Example: a teacher will only call on her student if there's an interval of at least 5 minutes between the times he raises his hand.

Noncontingent Schedules

Fixed Time (FT). Reinforcement is delivered after a fixed interval of time, regardless of the organism’s behavior.
Example:
- On a fixed time 30-second (FT 30-sec) schedule, a pigeon receives food every 30 seconds regardless of its behavior.
- People receive Christmas gifts each year regardless of their behavior on an FT 1-year schedule.
Variable Time (VT). Reinforcement is delivered after a variable interval of time, regardless of the organism's behavior.
Example:
- A pigeon receives food after an average interval of 30 seconds (VT 30-sec schedule).

Superstitious Behavior

Skinner: Superstition in the Pigeon experiments (1957).
Noncontingent reinforcement may account for some forms of superstitious behavior.
Behaviors may be accidentally reinforced by the coincidental presentation of reinforcements.
This is also true of athletes and gamblers.
Unusual events that precede a fine performance may be quickly identified and then deliberately reproduced in the hopes of reproducing that performance.
Superstitious behavior can be seen as an attempt to make an unpredictable situation more predictable.

Complex Schedules of Reinforcement

A combination of two or more simple schedules.
They include:
- Conjunctive Schedules
- Adjusting Schedules
- Chained Schedules
- Multiple Schedules
- Concurrent Schedules

Complex Schedules

Conjunctive: Requirements of two or more schedules must be met before reinforcement is delivered.
Get paid for every item you make. Stay at work for 8 hours actually working. FR + FI
Most real-life schedules are conjunctive.
Adjusting: Response requirement changes as a function of the organism's behavior while responding on the preceding schedule (working for a previous reinforcer).
Example: May start with FR5, then move up to FR 50, etc.
Chained: Two or more simple schedules where each link has its own SD/Sr+ and the last response produces a terminal reinforcer that reinforces the entire chain.
Green key, peck --> red key, peck --> food.
Goal gradient effect: increase in the strength and / or efficiency of behavior as a function of the approaching reinforcement. That's why you are more likely to become distracted when you're starting your paper. Secondary reinforcement is likely needed.
Examples: working more efficiently near pay time, taking shorter breaks when you're almost done with an essay.

Theories of Reinforcement

Highly influential theory to this day, developed by David Premack (1965):
Premack Principle: behaviors associated with experience with reinforcement are viewed as reinforcers, rather than stimuli.
According to the Premack principle, behavior is reinforced by eating the food, drinking the water, riding a bike, not by food, water, or bike.
High probability behaviors can be used as reinforcers for low probability behaviors (e.g., running the wheel --> drinking water).

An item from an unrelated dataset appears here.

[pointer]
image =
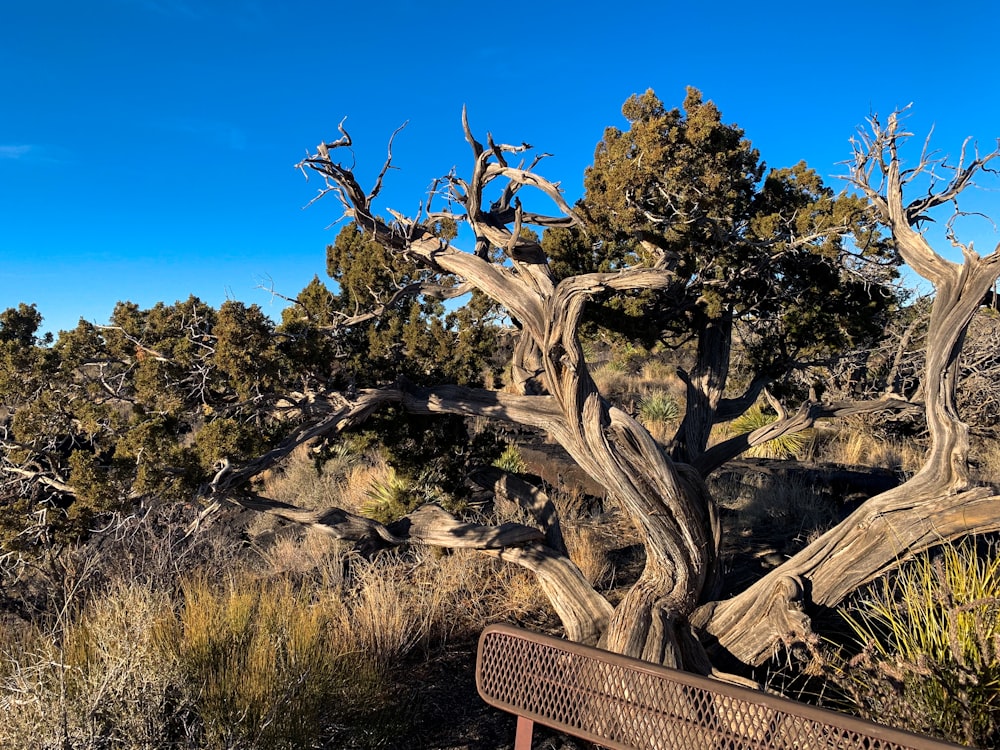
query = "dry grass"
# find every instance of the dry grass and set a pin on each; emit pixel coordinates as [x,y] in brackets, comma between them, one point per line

Response Deprivation Hypothesis (Timberlake & Allison, 1974)

Extension of the Premack Theory.
Behavior can serve as a reinforcer if:
- Access to the behavior is restricted.
- Its frequency falls below the preferred levels of occurrence.
Example:
- A rat typically runs for 1 hour a day whenever it has free access to a running wheel.
- If the rat is then allowed free access to the wheel for only 15 minutes per day, it will be unable to reach this preferred level.
- The rat will be in a state of deprivation with regard to running.
- The rat will now be willing to work to obtain additional time on the wheel.